New home buyers are set to wear the costs stemming from the collapse of three Perth-based builders, including Gage Roads Construction and Capital Works Constructions.
New home buyers are set to wear the costs stemming from the collapse of three Perth-based builders.
The Building Commission has been urged to take a tougher regulatory stance on the conditions under which builders can operate, after QBE Insurance Group announced another hike in home indemnity insurance premiums following the collapse of three builders this year.
From January 1, housing indemnity insurance, which is a last-resort insurance to protect consumers in the event of a builder’s collapse, will cost 18 per cent more through QBE.
That premium increase follows a 40 per cent hike in January 2014, taking the total increase for the past four years to 116 per cent.
Master Builders Association WA executive director Michael McLean said the collapse of the three builders was a major factor behind the premium increase.
The first builder to fall was Benchmark Designer Homes, which went bust in April with 26 homes under construction, triggering a series of builders’ insurance claims.
Benchmark had been on the radar of the Building Commission since December 2013, while QBE had also been closely scrutinising the company’s finances.

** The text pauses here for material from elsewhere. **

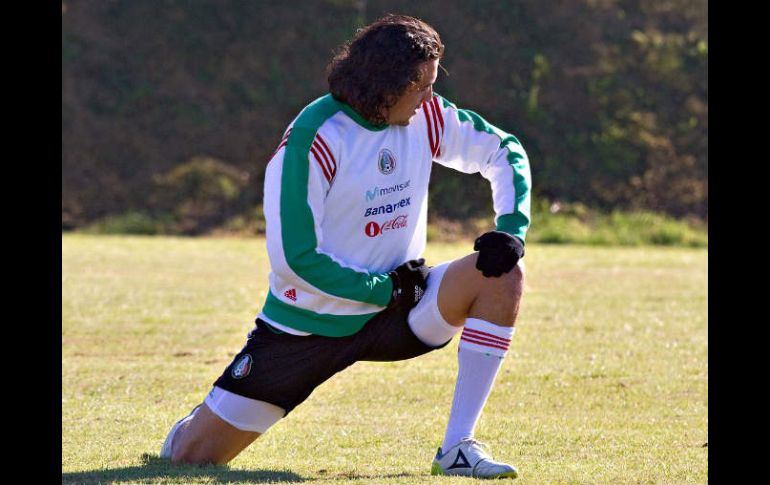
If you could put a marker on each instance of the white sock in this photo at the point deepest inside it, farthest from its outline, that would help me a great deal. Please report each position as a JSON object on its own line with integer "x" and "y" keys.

At the time of collapse, Benchmark owed more than $2.2 million to its creditors. Its director, Saad Soliman, has since been barred by the Building Commission from being a supervisor, partner or owning any shares in any other building company.
In September, luxury home builder Gage Roads Construction went under, and although it had a pipeline of just four houses, the high-end nature of the works meant it owed about $2.6 million to its creditors.

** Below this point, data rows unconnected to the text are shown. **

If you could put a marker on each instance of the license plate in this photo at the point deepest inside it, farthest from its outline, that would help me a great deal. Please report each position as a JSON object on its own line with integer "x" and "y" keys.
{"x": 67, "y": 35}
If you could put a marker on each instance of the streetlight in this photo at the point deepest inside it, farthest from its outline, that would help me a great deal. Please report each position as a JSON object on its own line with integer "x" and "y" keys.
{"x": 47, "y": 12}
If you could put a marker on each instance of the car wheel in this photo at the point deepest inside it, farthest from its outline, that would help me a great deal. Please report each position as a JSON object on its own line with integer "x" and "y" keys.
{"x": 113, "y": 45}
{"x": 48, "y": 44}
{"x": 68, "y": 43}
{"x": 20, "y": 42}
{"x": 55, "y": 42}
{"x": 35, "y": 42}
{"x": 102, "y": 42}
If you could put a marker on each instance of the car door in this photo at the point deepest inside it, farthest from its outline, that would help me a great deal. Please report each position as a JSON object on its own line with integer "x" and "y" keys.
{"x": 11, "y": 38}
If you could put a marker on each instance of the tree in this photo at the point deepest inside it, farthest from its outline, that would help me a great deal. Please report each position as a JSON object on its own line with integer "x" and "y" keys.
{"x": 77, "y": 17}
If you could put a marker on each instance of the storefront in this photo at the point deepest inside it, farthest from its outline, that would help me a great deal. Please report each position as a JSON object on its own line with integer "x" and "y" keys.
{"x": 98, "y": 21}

However, it was the collapse in May of the state’s 14th-biggest home builder, Capital Works Constructions, which traded as Freelife Homes and Visionaire, that most affected the industry.
Capital Works collapsed with 229 homes under construction and a further 84 in its pipeline, leaving more than 300 customers in limbo, while tradies and suppliers were left more than $8.5 million out of pocket.
According to administrators at Deloitte, part of the issue with Capital Works Constructions was that it grew too fast too quickly, with managing director Josh Coffey growing the company’s order book at the apparent expense of ensuring the works were satisfactorily completed.
Along with numerous complaints to the Building Commission of lengthy delays, Capital Works Constructions clients also reported they were unhappy with the quality of work that had been done.
QBE Insurance launched legal action against Mr Coffey following its collapse, seeking a freeze order on any assets to recover more than $716,000 in unpaid indemnity insurance premiums. However, the Supreme Court of WA in September discharged that order, saying there was insufficient evidence to demonstrate a risk the assets would be dissipated.
Mr McLean said the circumstances around the Capital Works Construction collapse, in particular, required the Building Commission to take more responsibility for the terms under which builders operate.
As the system stands, QBE essentially controls how much work a builder can take on, with the insurer requiring access to a company’s finances before it will issue building insurance.
“(The Building Commission) needs to do more at the front end to prevent the train wrecks at the end of the line,” Mr McLean told Business News.
“What’s happening at the moment is the insurers are having to pick up the pieces after a builder goes off the rails.
“I still can’t believe that approval was given to Freelife Homes to build so many houses, it just goes beyond comprehension in my point of view.”
While the majority of customers affected by the failure of Capital Works Constructions have had their houses completed by other builders, QBE’s insurance hike means the fallout will continue for future home builders.
Mr McLean said the premium increases were exacerbated by the fact that smaller builders were subject to higher premiums than their larger counterparts, and in some cases would pay between $3,500 and $5,000 per new home under the new cost structure.
He said those costs, as well as the more stringent conditions placed on smaller builders by QBE to get the insurance following this year’s collapses, were becoming a significant constraint on growth.
“Because the insurers are taking a hit, they are making it harder for some of the smaller builders to expand their business, because they are trying to reduce their risk,” Mr McLean said.
He urged the state government, which he understood was already reviewing the home indemnity insurance scheme, to change its scope significantly.
“The government has to be prepared to make some changes otherwise it’s going to receive a huge backlash, not just from home buyers, but also from builders,’ he said.
“Consumers should have some say in this; why should they have to be forced to contribute to those builders that aren’t doing the right thing?”
The MBA has long been lobbying for changes to home indemnity insurance, either by allowing consumers to opt in or opt out, or through the government making it more attractive for other insurers to enter the market and provide some competition to QBE.